PubMed 22779702
Referenced in: none
Automatically associated channels: Kv11.1
Title: Discovery of potent inhibitors of human and mouse fatty acid amide hydrolases.
Authors: Stefania Butini, Margherita Brindisi, Sandra Gemma, Patrizia Minetti, Walter Cabri, Grazia Gallo, Silvia Vincenti, Emanuela Talamonti, Franco Borsini, Antonio Caprioli, Maria Antonietta Stasi, Stefano di Serio, Sindu Ros, Giuseppe Borrelli, Samuele Maramai, Filomena Fezza, Giuseppe Campiani, Mauro Maccarrone
Journal, date & volume: J. Med. Chem., 2012 Aug 9 , 55, 6898-915
PubMed link: http://www.ncbi.nlm.nih.gov/pubmed/22779702
Abstract
Fatty acid amide hydrolase (FAAH, EC 3.5.1.99) is the main enzyme catabolizing endocannabinoid fatty acid amides. FAAH inactivation promotes beneficial effects upon pain and anxiety without the side effects accompanying agonists of type-1 cannabinoid receptors. Aiming at discovering new selective FAAH inhibitors, we developed a series of compounds (5a-u) characterized by a functionalized heteroaromatic scaffold. Particularly, 5c and 5d were identified as extremely potent, noncompetitive, and reversible FAAH inhibitors endowed with a remarkable selectivity profile and lacking interaction with the hERG channels.
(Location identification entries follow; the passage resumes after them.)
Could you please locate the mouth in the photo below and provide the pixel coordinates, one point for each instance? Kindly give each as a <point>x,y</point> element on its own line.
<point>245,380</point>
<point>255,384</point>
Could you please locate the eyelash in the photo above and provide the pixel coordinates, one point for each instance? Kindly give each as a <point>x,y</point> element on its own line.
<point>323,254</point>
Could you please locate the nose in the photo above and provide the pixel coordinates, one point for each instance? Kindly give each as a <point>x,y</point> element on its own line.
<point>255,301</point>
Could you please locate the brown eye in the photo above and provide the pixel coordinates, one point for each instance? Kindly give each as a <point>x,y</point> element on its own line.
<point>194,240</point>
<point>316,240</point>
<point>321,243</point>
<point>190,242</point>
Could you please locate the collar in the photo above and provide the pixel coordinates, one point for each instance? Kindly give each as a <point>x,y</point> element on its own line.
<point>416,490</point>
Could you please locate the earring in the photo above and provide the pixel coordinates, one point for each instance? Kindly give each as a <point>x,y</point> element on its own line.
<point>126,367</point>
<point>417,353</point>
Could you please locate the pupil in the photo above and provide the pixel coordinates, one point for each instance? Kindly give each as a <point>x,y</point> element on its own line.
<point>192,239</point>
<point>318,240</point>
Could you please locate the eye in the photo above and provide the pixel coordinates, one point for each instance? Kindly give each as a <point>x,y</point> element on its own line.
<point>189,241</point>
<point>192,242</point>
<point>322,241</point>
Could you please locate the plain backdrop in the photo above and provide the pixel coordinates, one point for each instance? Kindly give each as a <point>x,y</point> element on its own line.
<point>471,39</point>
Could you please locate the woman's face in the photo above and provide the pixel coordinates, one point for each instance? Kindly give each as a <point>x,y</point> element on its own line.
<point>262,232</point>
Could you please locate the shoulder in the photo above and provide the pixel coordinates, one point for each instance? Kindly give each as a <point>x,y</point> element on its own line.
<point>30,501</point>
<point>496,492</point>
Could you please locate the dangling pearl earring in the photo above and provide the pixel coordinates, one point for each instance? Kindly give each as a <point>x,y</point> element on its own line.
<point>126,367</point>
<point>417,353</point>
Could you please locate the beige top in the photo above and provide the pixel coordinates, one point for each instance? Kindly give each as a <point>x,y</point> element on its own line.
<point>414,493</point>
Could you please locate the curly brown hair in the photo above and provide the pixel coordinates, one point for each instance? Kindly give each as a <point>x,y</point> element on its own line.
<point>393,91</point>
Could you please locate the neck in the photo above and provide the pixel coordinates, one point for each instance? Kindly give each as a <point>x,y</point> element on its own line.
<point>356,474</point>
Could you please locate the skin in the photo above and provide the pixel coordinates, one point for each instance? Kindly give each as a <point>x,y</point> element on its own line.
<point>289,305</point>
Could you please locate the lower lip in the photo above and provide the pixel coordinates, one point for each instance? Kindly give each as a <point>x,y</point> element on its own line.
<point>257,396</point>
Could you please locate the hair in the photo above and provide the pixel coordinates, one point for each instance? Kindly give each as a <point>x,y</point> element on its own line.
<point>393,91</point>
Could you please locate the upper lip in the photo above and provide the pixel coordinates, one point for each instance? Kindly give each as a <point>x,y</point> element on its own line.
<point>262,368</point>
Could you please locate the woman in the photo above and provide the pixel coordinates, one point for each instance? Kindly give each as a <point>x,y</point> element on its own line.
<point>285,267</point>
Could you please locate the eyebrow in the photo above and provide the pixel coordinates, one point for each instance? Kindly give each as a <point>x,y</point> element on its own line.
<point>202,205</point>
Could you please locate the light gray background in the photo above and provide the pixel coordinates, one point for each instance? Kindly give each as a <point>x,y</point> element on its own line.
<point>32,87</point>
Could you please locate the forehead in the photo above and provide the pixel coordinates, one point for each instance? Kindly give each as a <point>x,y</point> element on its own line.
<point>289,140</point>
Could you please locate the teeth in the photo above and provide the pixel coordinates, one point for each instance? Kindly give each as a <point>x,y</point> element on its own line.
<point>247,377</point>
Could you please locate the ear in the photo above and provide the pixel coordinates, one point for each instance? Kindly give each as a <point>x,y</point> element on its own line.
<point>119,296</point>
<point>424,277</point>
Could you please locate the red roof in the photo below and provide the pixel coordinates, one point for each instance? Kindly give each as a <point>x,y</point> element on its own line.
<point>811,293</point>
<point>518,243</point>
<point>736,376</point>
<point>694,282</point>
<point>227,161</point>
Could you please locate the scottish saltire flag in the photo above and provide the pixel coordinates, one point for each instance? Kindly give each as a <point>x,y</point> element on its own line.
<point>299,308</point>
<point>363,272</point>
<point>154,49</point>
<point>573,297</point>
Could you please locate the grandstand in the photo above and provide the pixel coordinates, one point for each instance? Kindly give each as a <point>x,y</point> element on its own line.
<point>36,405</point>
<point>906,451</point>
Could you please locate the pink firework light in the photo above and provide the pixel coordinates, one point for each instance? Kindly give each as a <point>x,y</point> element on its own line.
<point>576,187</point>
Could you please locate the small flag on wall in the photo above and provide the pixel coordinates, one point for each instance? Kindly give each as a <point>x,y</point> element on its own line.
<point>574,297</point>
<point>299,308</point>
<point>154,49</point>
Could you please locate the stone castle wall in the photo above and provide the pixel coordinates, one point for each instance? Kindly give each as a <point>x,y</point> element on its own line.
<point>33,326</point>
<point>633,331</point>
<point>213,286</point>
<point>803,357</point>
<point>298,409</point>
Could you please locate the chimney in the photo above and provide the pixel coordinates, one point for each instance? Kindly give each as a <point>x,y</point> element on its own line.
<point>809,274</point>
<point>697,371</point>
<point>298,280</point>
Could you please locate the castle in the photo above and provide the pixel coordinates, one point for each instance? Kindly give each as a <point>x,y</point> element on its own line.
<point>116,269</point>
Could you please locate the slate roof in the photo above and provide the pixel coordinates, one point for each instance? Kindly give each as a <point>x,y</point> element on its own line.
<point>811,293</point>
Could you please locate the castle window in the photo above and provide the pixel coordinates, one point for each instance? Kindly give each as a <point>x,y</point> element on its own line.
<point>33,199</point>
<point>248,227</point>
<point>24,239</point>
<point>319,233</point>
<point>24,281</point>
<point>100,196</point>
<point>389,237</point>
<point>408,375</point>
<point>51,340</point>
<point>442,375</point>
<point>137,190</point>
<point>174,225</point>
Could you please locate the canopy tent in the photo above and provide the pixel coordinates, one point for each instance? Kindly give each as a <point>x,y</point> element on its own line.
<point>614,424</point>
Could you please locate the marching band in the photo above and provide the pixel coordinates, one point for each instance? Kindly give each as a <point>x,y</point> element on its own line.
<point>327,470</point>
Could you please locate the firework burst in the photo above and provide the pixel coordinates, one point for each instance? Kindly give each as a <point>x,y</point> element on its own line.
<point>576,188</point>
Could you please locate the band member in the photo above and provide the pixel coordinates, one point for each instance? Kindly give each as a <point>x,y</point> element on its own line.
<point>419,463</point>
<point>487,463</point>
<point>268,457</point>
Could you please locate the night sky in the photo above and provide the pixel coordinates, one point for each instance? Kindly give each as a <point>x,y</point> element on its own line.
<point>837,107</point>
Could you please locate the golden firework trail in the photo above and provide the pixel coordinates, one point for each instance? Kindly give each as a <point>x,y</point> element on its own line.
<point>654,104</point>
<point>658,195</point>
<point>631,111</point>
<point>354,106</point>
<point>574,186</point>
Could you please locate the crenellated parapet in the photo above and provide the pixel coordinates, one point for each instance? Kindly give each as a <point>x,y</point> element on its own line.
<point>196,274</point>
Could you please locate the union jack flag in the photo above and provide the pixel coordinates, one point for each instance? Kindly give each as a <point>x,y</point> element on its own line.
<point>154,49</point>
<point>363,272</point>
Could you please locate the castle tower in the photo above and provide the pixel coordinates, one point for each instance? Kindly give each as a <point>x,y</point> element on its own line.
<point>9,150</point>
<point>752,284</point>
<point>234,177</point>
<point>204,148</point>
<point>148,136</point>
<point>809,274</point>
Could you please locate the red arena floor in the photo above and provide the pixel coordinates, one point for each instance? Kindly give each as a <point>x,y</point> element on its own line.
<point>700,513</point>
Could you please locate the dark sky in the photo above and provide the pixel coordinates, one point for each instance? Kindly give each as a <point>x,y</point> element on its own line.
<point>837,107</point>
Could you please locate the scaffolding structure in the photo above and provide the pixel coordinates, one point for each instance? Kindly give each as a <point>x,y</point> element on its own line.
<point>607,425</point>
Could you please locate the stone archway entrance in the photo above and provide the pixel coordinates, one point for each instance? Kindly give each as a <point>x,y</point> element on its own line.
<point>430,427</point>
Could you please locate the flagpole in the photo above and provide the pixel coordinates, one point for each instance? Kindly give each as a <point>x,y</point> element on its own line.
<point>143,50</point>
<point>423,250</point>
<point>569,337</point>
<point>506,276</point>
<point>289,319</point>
In vivo antinociceptive activity was demonstrated for 5c, 5d, and 5n at a dose much lower than that able to induce either striatal and limbic stereotypies or anxiolytic activity, thus outlining their potential to turn into optimum preclinical candidates. Aiming at improving pharmacokinetic properties and metabolic stability of 5d, we developed a subset of nanomolar dialyzable FAAH inhibitors (5v-z), functionalized by specific polyethereal lateral chains and fluorinated aromatic rings.